Hij doodde al jong in toorn, daarom wist hij beter dan enig ònervarene, dat al mag doden begeerlijk zijn, het in hoge mate gruwelijk is gedood te hebben en dat ge niet doden zult.
Hij was zinnelijk, daarom was er een verlangen in hem naar het geestelijke, reine en heilige, naar het onzichtbare, want dit scheen hem geestelijk toe, heilig en rein.

Mozes staat centraal. Het verrast niet dat de romanschrijver het lastig heeft met God als personage. Die heeft een bijrol. De herkomst van regels legt Mann meer in Mozes’ persoon, afkomst en biografie (zie het citaat hierboven). Mann tekent Mozes als leidersfiguur, en dan meer als scheppend kunstenaar, een beeldhouwer, dan als herder. Mozes wil het volk vormen, in de uiterlijke levenspraxis maar meer nog innerlijk: in hen een geweten scheppen. Die vormende, scheppende wil spreekt uit de brede polsen die Mann hem toedicht. Tekenend is ook dat Mozes de letters op de stenen tafelen kleurt met zijn bloed.

De focus op de figuur van Mozes ligt voor de hand bij een hervertelling van Exodus. Toch is het een opmerkelijke keuze voor een tegen Hitler-Duitsland gericht geschrift. Want Manns Mozes is onmiskenbaar een sterke leider. Ook bij Mann moet het eigen volk naar dat scherp omlijnde, reine ideaal gemodelleerd worden.
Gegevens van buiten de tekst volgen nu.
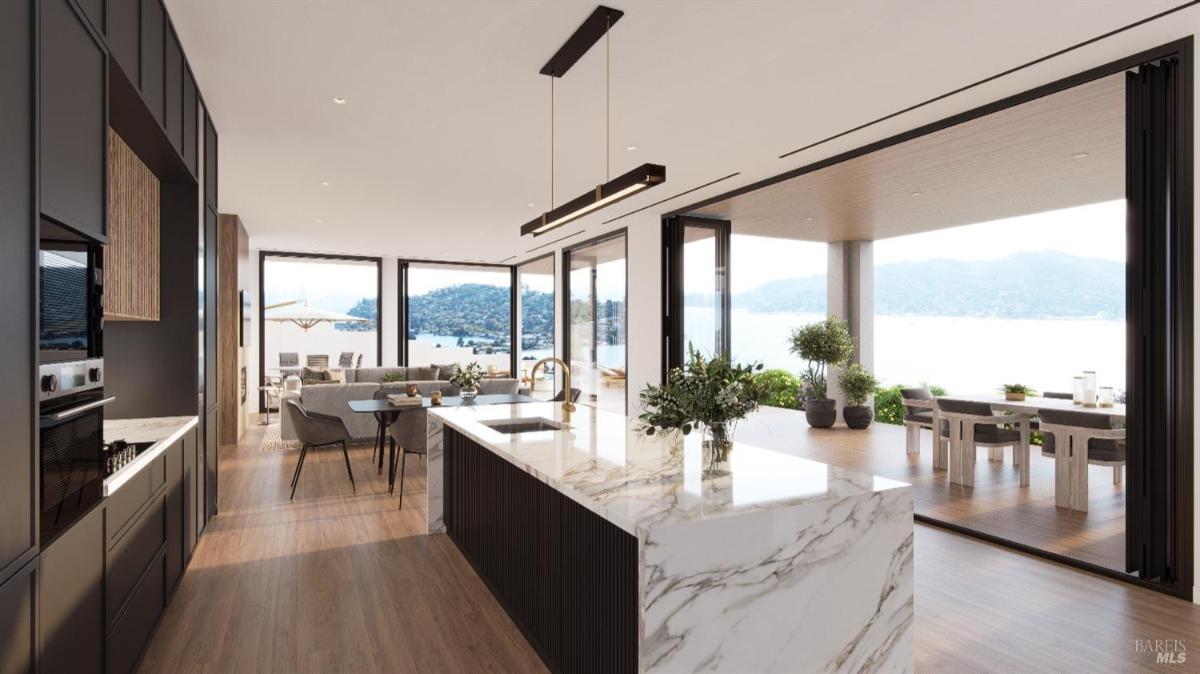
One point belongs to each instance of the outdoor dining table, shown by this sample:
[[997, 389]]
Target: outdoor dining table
[[1066, 487], [387, 414]]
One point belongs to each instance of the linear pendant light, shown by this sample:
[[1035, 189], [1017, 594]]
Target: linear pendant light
[[642, 178]]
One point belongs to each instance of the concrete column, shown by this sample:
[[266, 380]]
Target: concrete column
[[850, 295]]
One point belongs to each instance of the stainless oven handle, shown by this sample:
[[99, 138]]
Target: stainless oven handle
[[85, 407]]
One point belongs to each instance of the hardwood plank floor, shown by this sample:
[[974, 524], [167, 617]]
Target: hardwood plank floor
[[342, 582]]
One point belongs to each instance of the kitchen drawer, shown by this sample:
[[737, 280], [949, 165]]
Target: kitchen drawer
[[133, 553], [129, 637], [125, 504]]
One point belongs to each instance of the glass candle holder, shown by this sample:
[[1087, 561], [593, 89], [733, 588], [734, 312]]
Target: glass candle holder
[[1107, 397]]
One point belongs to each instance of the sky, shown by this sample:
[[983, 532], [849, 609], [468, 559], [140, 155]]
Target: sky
[[1096, 230]]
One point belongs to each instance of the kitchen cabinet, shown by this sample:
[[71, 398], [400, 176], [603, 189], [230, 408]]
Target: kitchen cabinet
[[153, 54], [173, 80], [73, 131], [17, 620], [124, 36], [71, 599], [19, 479], [132, 254]]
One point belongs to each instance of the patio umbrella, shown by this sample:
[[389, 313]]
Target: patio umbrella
[[307, 317]]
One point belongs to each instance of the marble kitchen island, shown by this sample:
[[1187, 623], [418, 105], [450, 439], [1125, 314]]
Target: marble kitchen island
[[612, 552]]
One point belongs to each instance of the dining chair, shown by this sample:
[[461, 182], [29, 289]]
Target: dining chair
[[969, 425], [316, 429], [1074, 428]]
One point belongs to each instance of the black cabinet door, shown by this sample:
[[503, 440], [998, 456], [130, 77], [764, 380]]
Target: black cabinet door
[[174, 91], [153, 22], [190, 137], [174, 513], [72, 599], [210, 162], [73, 134], [17, 620], [18, 480], [124, 41]]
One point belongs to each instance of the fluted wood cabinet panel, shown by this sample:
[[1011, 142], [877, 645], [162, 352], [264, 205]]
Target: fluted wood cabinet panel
[[132, 254]]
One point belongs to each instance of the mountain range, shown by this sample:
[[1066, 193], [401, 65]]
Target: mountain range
[[1042, 284]]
Bevrijding en vrijheid staan niet voorop, maar zijn eerder randvoorwaarden voor een binding aan een absolute, morele en religieuze wet. Uiteraard is dat ideaalbeeld, dat idee van reinheid en heiligheid totaal anders dan het nationaal-socialistische. Bij Mann zijn het beeldloze en gewetensvolle cruciaal. Toch valt het autocratische op. Al kennen we uit die tijd meer niet direct democratische geluiden bij de elite, toch is het iets dat de huidige lezer(es), na 75 jaar democratie, treft. Ook omdat die geluiden in onze tijd weer klinken. En die geluiden klinken – toen zowel als nu – omdat er gestreden wordt om het volk, om de ziel, de geest ervan. Daar, in de notie van een volk, ligt een bijzondere actualiteit van Exodus. Het lijkt mij boeiend en uitdagend om Exodus met het oog daarop te lezen en uit te leggen. Wat doet het volk in het verhaal, en wat wordt aan het volk gedaan, door de Eeuwige, door Mozes? En wat is dan een volk? Dat heeft alles met politiek en leiderschap te maken. Die bezinning op het volk kan ook relevant zijn voor de herdenking van 75 jaar bevrijding. Want we doen dat als volk, als het goed is, en geven daarmee uitdrukking aan wie wij zijn.

De vorming van een volk

De Joodse traditie ziet met recht die notie van het volk als cruciaal in het boek Exodus. Exodus verhaalt het ontstaan van het volk Israël. De uittocht en de verbondssluiting met de gave van de Tora vormen samen de geboorte ervan. Er is een vormende gebeurtenis – bevrijding – en vervolgens is de opdracht die vrijheid te bewaren en vorm te geven. Die vorm omschrijft de Tora, met het recht en de religie, het heiligdom, de tabernakel. Daar gaat grofweg de tweede helft van Exodus aan op. Daarin blijkt hoe moeilijk vrijheid is, hoe moeilijk het is volk te zijn.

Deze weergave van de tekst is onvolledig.